One final aspect of the image comparison process that should be considered is how the base URI (or xml:base) of the two input files is determined so that the relative references can be resolved. Where the compare function uses java.io.File, String/URI or similar inputs the code has or can easily determine the URI or systemId of the inputs. When other forms of inputs are used there are often ways of providing a systemId (eg: javax.xml.transform.stream.StreamSource#setSystemId). The sample pipeline uses an input filter (add-xml-base.xsl) to determine the base, and adds it to the root element of the input using the xml:base attribute. This is done for both input files and the filter should be as early in the input filter chain as possible. It is also possible to provide information about the baseURIs of the input files to the output filter which is handling the image processing.

3. The test cases

For this core sample we have needed to use a slightly more complex structure than some of our other samples.

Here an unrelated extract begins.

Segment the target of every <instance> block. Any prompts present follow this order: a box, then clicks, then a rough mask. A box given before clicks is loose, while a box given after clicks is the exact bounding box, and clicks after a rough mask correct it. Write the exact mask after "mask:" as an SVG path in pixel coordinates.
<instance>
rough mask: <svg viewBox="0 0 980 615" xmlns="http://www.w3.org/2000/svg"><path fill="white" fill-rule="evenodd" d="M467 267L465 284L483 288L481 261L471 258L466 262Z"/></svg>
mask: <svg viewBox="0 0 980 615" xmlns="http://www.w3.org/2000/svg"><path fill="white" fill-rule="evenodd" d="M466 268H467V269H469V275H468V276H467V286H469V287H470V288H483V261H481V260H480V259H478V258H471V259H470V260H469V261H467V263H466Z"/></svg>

We needed to create a testcase (test2) where the input files are located in different subdirectories. The test cases are written in xhtml so that the results and inputs can be easily viewed in a browser.

There is one further aspect to test2 that is worth considering. The two input files that are used in the comparison are actually identical byte-for-byte copies of one another, the actual differences that will appear in the result come about because of differences in the associated referenced files.

4. Running the sample

The sample code illustrates two methods of performing image comparison. The first method uses the Pipelined Comparator, and specifies input and output filters with a DXP file. The second method uses the API exposed by the Document Comparator.

If you have Ant installed, use the build script provided to run the sample. This will generate output for the two methods in the results directory. Simply type the following command to run the comparison pipeline:

ant run

To run just the Pipelined Comparator sample and produce the output files in the PipelinedComparatorResult directory, type the following command.

ant run-dxp

This ant build script will generate a jar file that acts as a kind of extension or 'plugin' to command.jar. Please examine the script to see how this mechanism works. It is particulary useful when DXP pipelines make use of Java code as either filters or XSLT extension functions and allows the simpler 'java -jar' invocation to be used.

To run just the Document Comparator API sample and produce the output files in the DocumentComparatorResult directory, type the following command.

ant run-dc

If you don't have Ant installed, you can run the Document Comparator API sample from a command line by issuing the following commands from the sample directory (ensuring that you use the correct directory and class path separators for your operating system).

javac -cp class:../../deltaxml.jar:../../saxon9pe.jar -d bin ./src/java/com/deltaxml/samples/ImageCompare.java
    java -cp class:../../deltaxml.jar:../../saxon9pe.jar:../../icu4j.jar:../../resolver.jar:./bin/com/deltaxml/samples/ com.deltaxml.samples.ImageCompare test1/f1.xhtml test1/f2.xhtml test1/DocumentComparatorResult/f1-f2-result.html
    java -cp class:../../deltaxml.jar:../../saxon9pe.jar:../../icu4j.jar:../../resolver.jar:./bin/com/deltaxml/samples/ com.deltaxml.samples.ImageCompare test2/doc1.xhtml test2/doc2.xhtml test2/DocumentComparatorResult/doc1-doc2-result.html

To clean up the sample directory, run the following command in Ant.

ant clean

5. Applying the sample to other formats and data

This sample for xhtml has an output filter that uses two templates to match images both with unchanged and modified source attributes:

match="xhtml:image[@src]" ...
match="xhtml:image[deltaxml:attributes/dxa:src[@deltaxml:deltaV2='A!=B']]" ...

It is a requirement to match the element containing the attribute so that it and its other attributes can be duplicated when there is an image change. We would recommend the xhtml-binary-image-compare.xsl filter be modified by changing the match statements on both major templates to include any new image related elements and attributes in a consistent way.